Jeremie Abitbol, Susie Lau, Shannon Salvador, Jeffrey How, Liron Kogan, Roy Kessous, Sonya Brin, Nancy Drummond, Agnihotram V. Ramanakumar, Raphael Gotlieb, Angela Tatar, Arieh Gomolin, Walter H. Gotlieb


Robotic surgery has been rapidly adopted in many specialties, yet barriers remain. The current manuscript outlines a gynecologic oncology division’s experience with robotic surgery and breaks down results from its robotic surgery program into three parts: (I) clinical outcomes, (II) patient-reported outcomes, and (III) hospital outcomes. Published articles, manuscripts in submission, and internal data from various studies within our division were collated.

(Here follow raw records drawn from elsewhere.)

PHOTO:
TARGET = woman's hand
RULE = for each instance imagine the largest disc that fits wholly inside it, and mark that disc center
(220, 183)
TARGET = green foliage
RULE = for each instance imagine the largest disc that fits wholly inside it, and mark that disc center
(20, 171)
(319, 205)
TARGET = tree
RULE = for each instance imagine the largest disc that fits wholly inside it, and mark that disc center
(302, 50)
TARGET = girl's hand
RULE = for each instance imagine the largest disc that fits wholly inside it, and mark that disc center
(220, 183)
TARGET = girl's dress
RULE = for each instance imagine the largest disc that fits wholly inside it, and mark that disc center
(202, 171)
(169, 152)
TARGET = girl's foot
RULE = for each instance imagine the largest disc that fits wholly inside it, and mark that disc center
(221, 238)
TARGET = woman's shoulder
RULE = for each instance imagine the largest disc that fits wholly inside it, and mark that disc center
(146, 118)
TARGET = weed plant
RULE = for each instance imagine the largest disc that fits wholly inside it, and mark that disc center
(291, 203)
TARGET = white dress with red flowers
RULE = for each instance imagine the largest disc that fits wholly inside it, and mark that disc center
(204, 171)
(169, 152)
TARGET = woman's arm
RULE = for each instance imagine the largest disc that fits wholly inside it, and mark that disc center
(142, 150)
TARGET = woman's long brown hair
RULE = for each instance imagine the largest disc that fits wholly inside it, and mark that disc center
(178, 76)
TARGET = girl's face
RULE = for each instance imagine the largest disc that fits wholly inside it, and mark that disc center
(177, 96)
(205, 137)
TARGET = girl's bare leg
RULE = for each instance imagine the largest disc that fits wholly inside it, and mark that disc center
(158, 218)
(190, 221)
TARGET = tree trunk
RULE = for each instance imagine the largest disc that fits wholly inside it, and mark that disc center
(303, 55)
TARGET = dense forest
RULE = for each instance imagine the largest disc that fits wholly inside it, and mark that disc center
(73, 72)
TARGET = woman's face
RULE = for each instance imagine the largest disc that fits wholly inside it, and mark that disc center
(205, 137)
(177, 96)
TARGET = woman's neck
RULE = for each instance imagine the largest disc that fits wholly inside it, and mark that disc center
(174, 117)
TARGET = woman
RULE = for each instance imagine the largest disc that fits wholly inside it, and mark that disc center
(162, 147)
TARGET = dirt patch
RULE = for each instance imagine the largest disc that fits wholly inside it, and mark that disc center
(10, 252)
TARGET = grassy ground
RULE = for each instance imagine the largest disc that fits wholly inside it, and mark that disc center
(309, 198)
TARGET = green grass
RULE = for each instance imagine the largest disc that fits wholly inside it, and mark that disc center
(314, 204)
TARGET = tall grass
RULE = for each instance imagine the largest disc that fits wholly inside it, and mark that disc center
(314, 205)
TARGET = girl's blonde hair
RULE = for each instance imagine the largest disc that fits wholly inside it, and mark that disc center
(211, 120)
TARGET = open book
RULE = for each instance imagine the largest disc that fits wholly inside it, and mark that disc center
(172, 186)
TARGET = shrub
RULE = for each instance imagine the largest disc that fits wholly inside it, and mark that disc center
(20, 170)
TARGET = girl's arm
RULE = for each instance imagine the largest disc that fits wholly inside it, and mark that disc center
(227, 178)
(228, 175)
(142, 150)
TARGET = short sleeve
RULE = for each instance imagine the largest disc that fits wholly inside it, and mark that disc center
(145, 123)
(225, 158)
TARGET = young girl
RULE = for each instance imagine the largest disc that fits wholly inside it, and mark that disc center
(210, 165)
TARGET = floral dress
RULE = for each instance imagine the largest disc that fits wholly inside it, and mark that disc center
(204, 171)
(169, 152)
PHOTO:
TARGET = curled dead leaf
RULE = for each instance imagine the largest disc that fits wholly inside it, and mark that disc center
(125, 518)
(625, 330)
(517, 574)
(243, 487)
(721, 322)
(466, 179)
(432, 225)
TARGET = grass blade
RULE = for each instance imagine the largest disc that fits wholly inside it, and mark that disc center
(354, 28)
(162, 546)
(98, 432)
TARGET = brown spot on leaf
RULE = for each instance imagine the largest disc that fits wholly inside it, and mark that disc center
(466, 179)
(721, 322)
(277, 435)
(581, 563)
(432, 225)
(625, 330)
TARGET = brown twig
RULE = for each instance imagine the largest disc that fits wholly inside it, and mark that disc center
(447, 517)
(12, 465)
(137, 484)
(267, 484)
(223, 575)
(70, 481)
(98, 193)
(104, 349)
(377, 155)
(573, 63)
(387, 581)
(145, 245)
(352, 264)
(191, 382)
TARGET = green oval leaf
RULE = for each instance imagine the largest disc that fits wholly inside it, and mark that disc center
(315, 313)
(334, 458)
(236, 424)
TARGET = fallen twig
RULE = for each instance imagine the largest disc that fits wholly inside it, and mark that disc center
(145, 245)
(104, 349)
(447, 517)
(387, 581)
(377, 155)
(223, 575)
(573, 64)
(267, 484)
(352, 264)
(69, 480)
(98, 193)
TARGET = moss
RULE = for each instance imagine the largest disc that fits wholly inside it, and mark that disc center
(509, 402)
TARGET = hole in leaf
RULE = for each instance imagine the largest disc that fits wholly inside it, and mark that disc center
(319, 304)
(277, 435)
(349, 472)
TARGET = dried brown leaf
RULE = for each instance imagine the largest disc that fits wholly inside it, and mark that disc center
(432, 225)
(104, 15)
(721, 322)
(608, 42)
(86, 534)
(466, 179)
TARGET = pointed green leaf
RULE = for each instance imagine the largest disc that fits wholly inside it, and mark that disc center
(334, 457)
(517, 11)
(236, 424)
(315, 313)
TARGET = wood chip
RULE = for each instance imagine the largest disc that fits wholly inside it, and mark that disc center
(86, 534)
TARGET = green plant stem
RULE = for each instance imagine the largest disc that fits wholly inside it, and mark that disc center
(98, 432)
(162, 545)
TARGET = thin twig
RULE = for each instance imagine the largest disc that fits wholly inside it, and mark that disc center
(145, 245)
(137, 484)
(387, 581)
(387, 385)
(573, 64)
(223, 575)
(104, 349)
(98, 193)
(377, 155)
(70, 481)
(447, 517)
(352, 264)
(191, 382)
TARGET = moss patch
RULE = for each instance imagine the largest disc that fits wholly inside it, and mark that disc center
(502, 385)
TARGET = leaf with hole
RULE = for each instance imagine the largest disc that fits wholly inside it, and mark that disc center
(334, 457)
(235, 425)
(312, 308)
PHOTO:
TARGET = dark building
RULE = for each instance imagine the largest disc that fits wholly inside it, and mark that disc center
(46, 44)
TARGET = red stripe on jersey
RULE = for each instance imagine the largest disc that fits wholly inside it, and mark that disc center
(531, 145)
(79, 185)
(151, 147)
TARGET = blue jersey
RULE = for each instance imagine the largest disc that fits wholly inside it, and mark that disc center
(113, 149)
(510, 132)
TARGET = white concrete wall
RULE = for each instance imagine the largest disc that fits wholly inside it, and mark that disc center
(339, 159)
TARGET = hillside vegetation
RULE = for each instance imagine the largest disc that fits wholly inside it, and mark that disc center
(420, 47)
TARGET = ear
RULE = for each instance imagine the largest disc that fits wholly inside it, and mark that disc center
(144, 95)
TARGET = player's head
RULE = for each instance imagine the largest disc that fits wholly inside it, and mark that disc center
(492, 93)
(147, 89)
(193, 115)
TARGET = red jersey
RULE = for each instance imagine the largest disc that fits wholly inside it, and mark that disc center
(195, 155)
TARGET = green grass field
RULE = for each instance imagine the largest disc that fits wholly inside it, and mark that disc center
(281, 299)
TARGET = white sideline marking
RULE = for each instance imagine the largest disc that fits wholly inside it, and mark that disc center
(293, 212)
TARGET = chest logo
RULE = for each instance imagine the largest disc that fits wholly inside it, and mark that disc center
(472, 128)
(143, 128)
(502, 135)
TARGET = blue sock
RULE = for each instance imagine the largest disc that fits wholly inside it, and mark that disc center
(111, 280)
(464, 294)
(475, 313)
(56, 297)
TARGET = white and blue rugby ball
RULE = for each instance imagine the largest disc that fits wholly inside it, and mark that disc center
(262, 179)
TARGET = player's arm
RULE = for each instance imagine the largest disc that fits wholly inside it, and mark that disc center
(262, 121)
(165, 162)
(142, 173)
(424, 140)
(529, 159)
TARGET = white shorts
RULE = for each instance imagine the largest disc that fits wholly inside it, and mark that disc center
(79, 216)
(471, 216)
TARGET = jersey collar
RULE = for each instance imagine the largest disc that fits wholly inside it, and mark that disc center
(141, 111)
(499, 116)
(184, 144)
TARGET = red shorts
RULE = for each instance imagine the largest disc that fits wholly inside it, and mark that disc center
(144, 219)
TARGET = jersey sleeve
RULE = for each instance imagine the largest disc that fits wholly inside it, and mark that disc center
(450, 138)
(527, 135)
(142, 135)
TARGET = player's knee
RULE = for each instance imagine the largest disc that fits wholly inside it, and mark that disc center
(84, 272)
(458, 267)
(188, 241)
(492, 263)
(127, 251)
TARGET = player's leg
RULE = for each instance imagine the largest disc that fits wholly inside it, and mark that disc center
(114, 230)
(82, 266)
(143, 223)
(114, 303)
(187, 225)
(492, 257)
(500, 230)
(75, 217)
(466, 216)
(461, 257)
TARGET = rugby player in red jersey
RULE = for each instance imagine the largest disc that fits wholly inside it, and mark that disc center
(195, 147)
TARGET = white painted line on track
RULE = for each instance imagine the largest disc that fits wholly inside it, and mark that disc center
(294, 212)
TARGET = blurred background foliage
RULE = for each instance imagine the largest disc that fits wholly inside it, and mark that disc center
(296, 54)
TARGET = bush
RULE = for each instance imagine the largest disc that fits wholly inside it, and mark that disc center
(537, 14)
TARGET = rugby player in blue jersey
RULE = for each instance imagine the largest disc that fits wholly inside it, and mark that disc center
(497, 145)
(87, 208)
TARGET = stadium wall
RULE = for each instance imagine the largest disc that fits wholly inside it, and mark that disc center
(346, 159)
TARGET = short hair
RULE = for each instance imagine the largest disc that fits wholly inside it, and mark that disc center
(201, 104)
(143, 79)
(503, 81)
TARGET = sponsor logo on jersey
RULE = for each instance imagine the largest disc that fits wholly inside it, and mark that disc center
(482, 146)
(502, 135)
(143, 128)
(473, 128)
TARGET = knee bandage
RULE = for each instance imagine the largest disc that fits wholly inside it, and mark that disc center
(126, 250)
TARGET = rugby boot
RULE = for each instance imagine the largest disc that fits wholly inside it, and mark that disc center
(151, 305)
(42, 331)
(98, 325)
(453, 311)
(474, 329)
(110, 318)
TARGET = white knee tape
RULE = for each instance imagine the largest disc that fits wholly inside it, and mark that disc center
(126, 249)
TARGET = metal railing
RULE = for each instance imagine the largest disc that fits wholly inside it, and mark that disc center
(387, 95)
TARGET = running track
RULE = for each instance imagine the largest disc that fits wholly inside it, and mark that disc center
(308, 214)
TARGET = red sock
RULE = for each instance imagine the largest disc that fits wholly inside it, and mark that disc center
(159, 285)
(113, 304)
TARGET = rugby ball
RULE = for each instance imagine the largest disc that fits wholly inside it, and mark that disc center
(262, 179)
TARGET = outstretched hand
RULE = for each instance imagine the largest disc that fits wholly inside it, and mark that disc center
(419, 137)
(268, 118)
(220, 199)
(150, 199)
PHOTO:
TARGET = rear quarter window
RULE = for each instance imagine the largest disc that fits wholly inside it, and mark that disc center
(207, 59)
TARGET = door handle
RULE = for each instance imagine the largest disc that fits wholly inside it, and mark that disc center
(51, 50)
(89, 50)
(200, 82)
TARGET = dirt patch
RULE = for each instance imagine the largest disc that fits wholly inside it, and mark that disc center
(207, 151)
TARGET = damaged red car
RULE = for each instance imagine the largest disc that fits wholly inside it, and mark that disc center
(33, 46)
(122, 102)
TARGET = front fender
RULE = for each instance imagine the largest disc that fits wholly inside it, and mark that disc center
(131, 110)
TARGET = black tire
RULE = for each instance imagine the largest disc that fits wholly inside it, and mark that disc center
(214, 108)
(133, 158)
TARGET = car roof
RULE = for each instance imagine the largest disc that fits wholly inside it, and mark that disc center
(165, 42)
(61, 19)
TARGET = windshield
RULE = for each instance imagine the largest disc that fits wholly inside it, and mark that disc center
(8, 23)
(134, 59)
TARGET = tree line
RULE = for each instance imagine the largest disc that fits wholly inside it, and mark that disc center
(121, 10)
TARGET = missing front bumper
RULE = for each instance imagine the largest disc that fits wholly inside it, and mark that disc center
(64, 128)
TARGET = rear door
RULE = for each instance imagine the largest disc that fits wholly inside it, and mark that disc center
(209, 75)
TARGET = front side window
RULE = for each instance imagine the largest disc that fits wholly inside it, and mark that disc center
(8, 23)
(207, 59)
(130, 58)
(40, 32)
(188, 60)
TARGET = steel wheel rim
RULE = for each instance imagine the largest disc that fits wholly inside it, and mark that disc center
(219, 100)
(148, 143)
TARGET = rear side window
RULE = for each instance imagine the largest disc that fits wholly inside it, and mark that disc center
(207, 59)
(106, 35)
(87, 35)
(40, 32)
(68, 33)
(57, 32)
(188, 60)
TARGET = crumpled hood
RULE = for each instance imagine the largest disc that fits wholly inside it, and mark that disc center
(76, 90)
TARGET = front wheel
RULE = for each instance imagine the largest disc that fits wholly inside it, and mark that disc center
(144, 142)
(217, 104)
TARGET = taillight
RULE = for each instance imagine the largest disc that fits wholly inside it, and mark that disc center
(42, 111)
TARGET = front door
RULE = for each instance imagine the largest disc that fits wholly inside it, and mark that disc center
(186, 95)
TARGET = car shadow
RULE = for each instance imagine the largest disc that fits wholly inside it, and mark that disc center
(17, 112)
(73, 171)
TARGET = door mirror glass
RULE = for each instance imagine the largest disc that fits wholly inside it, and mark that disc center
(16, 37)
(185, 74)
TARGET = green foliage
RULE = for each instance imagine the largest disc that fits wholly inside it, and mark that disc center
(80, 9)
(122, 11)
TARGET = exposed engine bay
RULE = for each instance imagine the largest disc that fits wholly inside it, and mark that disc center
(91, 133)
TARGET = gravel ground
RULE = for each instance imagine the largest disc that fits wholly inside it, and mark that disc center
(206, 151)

Clinical outcomes were collected from patients’ electronic health records, patient-reported outcome measures [e.g., satisfaction, quality of life (QOL), pain] were summarized from questionnaires, and hospital outcomes (e.g., resource utilization, workflow, costs) were gathered from internal hospital systems. The current review focuses on all surgeries performed for gynecologic cancers (uterine, cervical, and epithelial ovarian cancer) in the Division of Gynecologic Oncology at the Jewish General Hospital, McGill University, Montreal, Canada. In comparison to open surgery, robotic surgery was associated with fewer complications, less blood loss, and less postoperative analgesic use, without compromising recurrence rates or survival. Overall, patients reported being satisfied with the procedure and reported a relatively rapid return to daily activities and to baseline QOL. From the surgeon’s perspective, the robotic system’s user interface enabled performing minimally invasive surgeries in complex surgical cases that were performed by laparotomy prior to the introduction of robotics. From an institutional perspective, the robotic surgery cases were associated with cost savings and entailed operational efficiencies. A division of gynecologic oncology could reap a variety of benefits with the implementation of a robotic surgery program if used carefully and within a setting conducive to such technological change. The overarching implications of a computer-assisted robotic interface in the operating room extend beyond the conventional outcomes measured in healthcare.